- Australia / India
- Dates: 5 – 11 December 2024
- Captains: Tahlia McGrath / Harmanpreet Kaur

One Day International series
- Results: Australia won the 3-match series 3–0
- Most runs: Georgia Voll (173) / Smriti Mandhana (122)
- Most wickets: Megan Schutt (8) / Arundhati Reddy (4) Renuka Singh Thakur (4)
- Player of the series: Annabel Sutherland (Aus)

= India women's cricket team in Australia in 2024–25 =

International cricket tour

The India women's cricket team toured Australia in December 2024 to play three One Day International (ODI) matches against Australia women's cricket team. The series formed part of the 2022–2025 ICC Women's Championship. In March 2024, the Cricket Australia (CA) confirmed the fixtures for the tour, as a part of the 2024–25 home international season. The series was run alongside the men's Test series between Australia and India.

==Squads==

| Australia | India |
|---|---|
| Tahlia McGrath (c); Ashleigh Gardner (vc); Darcie Brown; Kim Garth; Alana King; Phoebe Litchfield; Sophie Molineux; Beth Mooney (wk); Ellyse Perry; Megan Schutt; Annabel Sutherland; Georgia Voll; Georgia Wareham; | Harmanpreet Kaur (c); Smriti Mandhana (vc); Yastika Bhatia (wk); Uma Chetry (wk); Harleen Deol; Richa Ghosh (wk); Tejal Hasabnis; Minnu Mani; Priya Mishra; Priya Punia; Arundhati Reddy; Jemimah Rodrigues; Titas Sadhu; Deepti Sharma; Saima Thakor; Renuka Singh Thakur; Radha Yadav; |

On 27 November, Yastika Bhatia was ruled out of the series due to wrist injury, with Uma Chetry named as her replacement. On 11 December, Priya Punia was ruled out of the third ODI with a left knee injury.

==A team series==
India A toured Australia in August 2024 to play the Australia A. The tour consisted of one unofficial Test, three unofficial ODI and three unofficial T20I matches.

===Squads===

| AUS Australia A |  | IND India A |
|---|---|---|
| Unofficial Test | Unofficial ODIs and T20Is | Unofficial Test, ODIs and T20Is |
| Tahlia McGrath (c); Charli Knott (vc); Maitlan Brown; Maddy Darke; Sophie Day; Nicole Faltum (wk); Tess Flintoff; Katie Mack; Grace Parsons; Kate Peterson; Courtney Sippel; Tayla Vlaeminck; Tahlia Wilson; | Charli Knott (c); Nicole Faltum (vc, wk); Maitlan Brown; Maddy Darke (wk); Sophie Day; Emma de Broughe; Tess Flintoff; Katie Mack; Lilly Mills; Grace Parsons; Kate Peterson; Courtney Sippel; Georgia Voll; | Minnu Mani (c); Shweta Sehrawat (vc); Raghvi Bist; Uma Chetry (wk); Shipra Giri (wk); Tejal Hasabnis; Saika Ishaque; Tanuja Kanwar; Mannat Kashyap; Priya Mishra; Kiran Navgire; Priya Punia; Sajeevan Sajana; Sayali Satghare; Shubha Satheesh; Shabnam Shakil; Meghna Singh; Soppadhandi Yashasri; |

Saima Thakor was named as travelling reserve.
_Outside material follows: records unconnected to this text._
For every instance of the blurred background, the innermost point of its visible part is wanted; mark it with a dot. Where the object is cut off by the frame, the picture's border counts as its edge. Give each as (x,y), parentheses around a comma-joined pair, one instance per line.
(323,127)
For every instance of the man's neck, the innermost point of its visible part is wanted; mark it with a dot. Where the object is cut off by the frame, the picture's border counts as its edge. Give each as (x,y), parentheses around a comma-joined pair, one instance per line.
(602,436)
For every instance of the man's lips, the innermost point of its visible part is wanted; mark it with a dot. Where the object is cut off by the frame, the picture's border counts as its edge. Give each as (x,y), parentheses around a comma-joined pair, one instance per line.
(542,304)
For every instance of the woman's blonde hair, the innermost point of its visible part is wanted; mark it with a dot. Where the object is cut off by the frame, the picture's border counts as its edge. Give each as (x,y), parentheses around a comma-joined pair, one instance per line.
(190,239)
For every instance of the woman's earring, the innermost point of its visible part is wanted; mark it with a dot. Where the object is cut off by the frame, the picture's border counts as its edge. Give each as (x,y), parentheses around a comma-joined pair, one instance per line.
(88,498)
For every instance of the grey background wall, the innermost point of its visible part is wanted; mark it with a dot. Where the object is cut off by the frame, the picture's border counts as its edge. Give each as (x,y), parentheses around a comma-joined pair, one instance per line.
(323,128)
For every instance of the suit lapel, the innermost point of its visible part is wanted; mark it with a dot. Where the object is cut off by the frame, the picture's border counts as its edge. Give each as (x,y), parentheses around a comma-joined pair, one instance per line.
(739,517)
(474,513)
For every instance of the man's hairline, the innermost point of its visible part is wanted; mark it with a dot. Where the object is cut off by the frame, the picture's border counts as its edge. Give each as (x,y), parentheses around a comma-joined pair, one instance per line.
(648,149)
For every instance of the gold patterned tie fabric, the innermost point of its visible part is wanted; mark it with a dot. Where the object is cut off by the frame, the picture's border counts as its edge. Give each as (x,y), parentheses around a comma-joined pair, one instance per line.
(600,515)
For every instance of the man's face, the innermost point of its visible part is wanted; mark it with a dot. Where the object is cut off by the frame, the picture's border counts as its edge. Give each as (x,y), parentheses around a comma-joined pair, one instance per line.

Cricket Australia announced their Australia A squad in early July 2024, naming Tahlia McGrath as their white ball captain and Charli Knott named red ball captain.

Board of Control for Cricket in India announced India A squad in July 2024, naming Minnu Mani as the side's captain along with Shweta Sehrawat as the vice-captain.